Photovoltaic giants unveil AI-driven storage systems – China Daily

Chinese photovoltaic giants are shifting their business models from selling single solar components to providing integrated “solar-plus-storage” system solutions heavily powered by artificial intelligence, as a massive influx of renewable energy challenges grid stability and drives a pressing need for intelligent, long-duration energy storage.
During the recently held 19th International Photovoltaic Power Generation and Smart Energy Conference and Exhibition, or SNEC, in Shanghai, solar giants including Longi Green Energy Technology, Envision Group and Trina Solar showcased their latest technologies, signaling a definitive industry-wide trend toward seamless solar, storage, and AI integration.
Envision Energy launched its next-generation AI-driven solar-plus-storage system during the exhibition. Powered by advanced weather and energy large language models, the system embeds AI capability into real-time forecasting, trading and grid-forming controls to coordinate wind, solar, storage and hydrogen assets.
Rather than acting as a passive hardware supplier, Envision is delivering an integrated smart middle office that dynamically coordinates solar string inverters, wind turbines, and its massive 12.5 megawatt-hours AI energy storage systems in real time, it said.
This AI-centric approach follows Envision’s landmark deployment of a 12.8 gigawatt-hour battery storage cluster in the Inner Mongolia autonomous region, where localized AI agents have achieved top-tier trading forecast accuracy and boosted project lifecycle returns by over 20 percent.
By merging physical infrastructure with digital intelligence, the company is targeting multi-scenario applications ranging from zero-carbon industrial parks to advanced data centers.
Following a similar philosophy of native consolidation, Longi unveiled its “Longi ONE” full-stack strategy that integrates high-efficiency back contact solar technology with a comprehensive storage framework. The unified architecture enhances system round-trip efficiency to 93 percent and extends thermal runaway prediction windows to over three months, it said.
“Over the past two decades, the PV industry has succeeded in making solar power cheap,” said Li Zhenguo, founder and chief technical officer of Longi. “But as solar takes up a higher share of the generation mix, grid stability, dispatchability and energy storage synergy have become the new structural bottlenecks. Cheap electricity loses its value if it cannot be stably fed into the grid.”
According to data from the National Energy Administration, China’s total installed solar power capacity reached 1.24 billion kilowatts by the end of March, representing a robust 31.3 percent year-on-year expansion.
This unprecedented volume of intermittent green power has triggered a bottleneck in grid flexibility, forcing manufacturers to transition from simple hardware providers to holistic system architects.
Concurrently, the broader market is undergoing a profound transformation.
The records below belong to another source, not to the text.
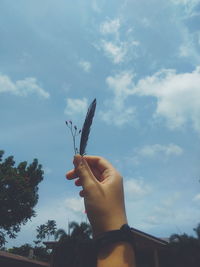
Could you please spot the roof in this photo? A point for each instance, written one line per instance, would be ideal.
(13, 257)
(143, 241)
(146, 241)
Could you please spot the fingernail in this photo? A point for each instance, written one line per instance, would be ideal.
(77, 160)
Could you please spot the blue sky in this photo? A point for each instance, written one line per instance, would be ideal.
(141, 60)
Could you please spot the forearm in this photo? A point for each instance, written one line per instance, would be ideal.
(119, 254)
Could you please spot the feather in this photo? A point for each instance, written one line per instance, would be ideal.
(86, 127)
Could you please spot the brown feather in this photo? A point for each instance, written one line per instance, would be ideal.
(86, 127)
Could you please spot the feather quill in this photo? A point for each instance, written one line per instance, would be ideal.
(86, 127)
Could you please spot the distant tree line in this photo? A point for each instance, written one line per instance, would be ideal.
(183, 250)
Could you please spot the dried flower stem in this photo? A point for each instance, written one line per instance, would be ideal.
(74, 134)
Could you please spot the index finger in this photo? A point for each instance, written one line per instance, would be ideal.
(99, 162)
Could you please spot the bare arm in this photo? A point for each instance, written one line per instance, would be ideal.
(104, 202)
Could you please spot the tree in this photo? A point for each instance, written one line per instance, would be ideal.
(197, 231)
(18, 194)
(60, 233)
(39, 252)
(46, 230)
(80, 231)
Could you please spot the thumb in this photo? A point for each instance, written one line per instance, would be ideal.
(83, 171)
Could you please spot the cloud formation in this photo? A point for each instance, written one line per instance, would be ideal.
(135, 188)
(85, 65)
(113, 46)
(116, 112)
(76, 106)
(21, 87)
(177, 97)
(157, 149)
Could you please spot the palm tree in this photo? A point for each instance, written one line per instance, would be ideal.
(197, 231)
(80, 231)
(60, 233)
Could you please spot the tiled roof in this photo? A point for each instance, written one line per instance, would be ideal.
(8, 256)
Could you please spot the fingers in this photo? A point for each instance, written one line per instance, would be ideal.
(71, 174)
(83, 171)
(98, 162)
(78, 182)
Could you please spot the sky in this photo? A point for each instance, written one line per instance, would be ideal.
(141, 61)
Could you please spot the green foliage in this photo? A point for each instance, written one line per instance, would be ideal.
(197, 231)
(78, 245)
(82, 230)
(46, 230)
(39, 252)
(182, 251)
(18, 194)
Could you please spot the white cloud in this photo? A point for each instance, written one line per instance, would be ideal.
(110, 27)
(76, 106)
(85, 65)
(197, 198)
(95, 6)
(116, 52)
(21, 87)
(156, 149)
(178, 96)
(75, 204)
(136, 188)
(116, 111)
(188, 5)
(115, 48)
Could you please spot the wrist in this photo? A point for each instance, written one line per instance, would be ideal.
(111, 224)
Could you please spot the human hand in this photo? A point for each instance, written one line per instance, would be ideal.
(102, 191)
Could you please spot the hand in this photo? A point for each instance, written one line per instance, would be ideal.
(102, 191)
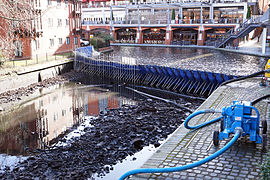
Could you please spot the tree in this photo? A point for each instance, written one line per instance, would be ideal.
(16, 22)
(248, 13)
(173, 14)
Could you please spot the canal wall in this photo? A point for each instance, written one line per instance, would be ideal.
(33, 74)
(241, 161)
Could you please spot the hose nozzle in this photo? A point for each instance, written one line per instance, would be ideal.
(238, 130)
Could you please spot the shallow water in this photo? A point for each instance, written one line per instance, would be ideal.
(37, 123)
(41, 121)
(192, 58)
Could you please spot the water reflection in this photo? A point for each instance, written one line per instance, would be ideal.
(37, 123)
(193, 58)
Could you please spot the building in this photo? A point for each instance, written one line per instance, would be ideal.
(58, 27)
(54, 28)
(194, 22)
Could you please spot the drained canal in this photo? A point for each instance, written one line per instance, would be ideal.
(97, 129)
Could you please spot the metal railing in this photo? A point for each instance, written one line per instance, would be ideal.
(181, 21)
(186, 2)
(253, 22)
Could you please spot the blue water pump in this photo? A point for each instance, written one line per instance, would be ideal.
(239, 115)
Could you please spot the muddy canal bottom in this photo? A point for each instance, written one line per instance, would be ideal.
(85, 131)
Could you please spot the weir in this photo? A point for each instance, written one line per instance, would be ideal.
(194, 82)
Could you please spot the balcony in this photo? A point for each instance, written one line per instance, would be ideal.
(165, 22)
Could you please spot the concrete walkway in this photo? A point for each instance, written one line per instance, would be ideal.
(184, 147)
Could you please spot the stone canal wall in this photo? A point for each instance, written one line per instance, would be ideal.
(241, 161)
(34, 74)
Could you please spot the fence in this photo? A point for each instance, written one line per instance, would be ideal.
(128, 71)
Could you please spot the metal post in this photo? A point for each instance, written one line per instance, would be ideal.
(139, 18)
(264, 40)
(168, 11)
(201, 20)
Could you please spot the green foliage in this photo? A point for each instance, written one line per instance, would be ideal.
(112, 16)
(2, 59)
(107, 37)
(265, 167)
(248, 13)
(101, 40)
(173, 14)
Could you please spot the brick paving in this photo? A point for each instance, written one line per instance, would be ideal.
(185, 146)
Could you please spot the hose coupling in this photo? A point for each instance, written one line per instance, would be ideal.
(213, 111)
(238, 130)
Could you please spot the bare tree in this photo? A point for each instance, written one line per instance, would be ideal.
(17, 18)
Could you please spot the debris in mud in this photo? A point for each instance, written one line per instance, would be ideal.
(112, 136)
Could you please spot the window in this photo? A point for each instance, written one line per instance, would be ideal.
(60, 41)
(50, 22)
(51, 42)
(59, 24)
(18, 48)
(68, 40)
(37, 44)
(66, 3)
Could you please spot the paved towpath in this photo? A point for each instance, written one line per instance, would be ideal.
(185, 146)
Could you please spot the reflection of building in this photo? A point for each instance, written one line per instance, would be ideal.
(37, 123)
(98, 101)
(195, 23)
The China Energy Storage Alliance forecasts a massive surge in global cumulative battery energy storage capacity, which is expected to grow by between 8 and 17 times from 2024 to 2035.
The industry, currently dominated by China, the United States and Europe, is transitioning from a period of explosive expansion into a “gear-shifting” phase, said Chen Haisheng, chairman of the CNESA and director of the Institute of Engineering Thermophysics at the Chinese Academy of Sciences.
Between 2026 and 2030, the compound annual growth rate is expected to reach approximately 20.7 percent under conservative estimates and 25.5 percent in ideal scenarios, Chen added.